To be eligible for using the University of California Office of the President (UCOP) approved Clinical Trial Indirect Cost Rate, financial support for a clinical trial must be provided by a for-profit, commercial entity, such as a pharmaceutical or device company. The above definition has no impact on the intellectual property policies applicable to various types of agreements, the allocation and distribution of private indirect cost recovery, applicability of various policies (including FDA regulations) about disclosure of conflict of interest, or other policies of the University.
Retrospective chart reviews, analysis of existing medical data and records, laboratory research, animal studies, and federally funded projects are not categorized as clinical trials for purposes of applying the UCOP approved clinical trial indirect cost rate.
Sponsored Programs Administration (SPA) is responsible for reviewing, negotiating and legally executing agreements from external funding sources.
* Phase I: the initial introduction of an investigational new drug into humans.
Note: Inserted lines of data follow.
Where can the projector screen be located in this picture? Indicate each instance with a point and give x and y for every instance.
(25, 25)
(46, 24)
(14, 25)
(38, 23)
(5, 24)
They are typically closely monitored and may be conducted in patients or normal volunteer subjects. These studies are designed to determine the metabolism and pharmacologic actions of the drug in humans, and the side effects associated with increasing doses, and, if possible, to gain early evidence on effectiveness. During Phase I, sufficient information about the drug's pharmacokinetic and pharmacological effects should be obtained to permit the design of well-controlled, scientifically valid, Phase II studies. The total number of subjects and patients included in Phase I studies varies with the drug, but is generally in the range of 20 to 80. Phase I studies also include studies of drug metabolism, structure-activity relationships, and mechanism of action in humans, as well as studies in which investigational drugs are used as research tools to explore biological phenomena or disease processes.
Phase II: controlled clinical studies conducted to evaluate the effectiveness of the drug for a particular indication or indications in patients with the disease or condition under study and to determine the common short-term side effects and risks associated with the drug. Phase II studies are typically well-controlled, closely monitored, and conducted in a relatively small number of patients, usually involving no more than several hundred subjects.
Phase III: expanded controlled and uncontrolled trials. They are performed after preliminary evidence suggesting effectiveness of the drug has been obtained, and are intended to gather the additional information about effectiveness and safety needed to evaluate the overall benefit-risk relationship of the drug and to provide an adequate basis for physician labeling. Phase III studies usually include from several hundred to several thousand subjects.
Phase IV: conducted following a drug's approval from the FDA for a particular use and explore unapproved uses, dosages and indications of the drug.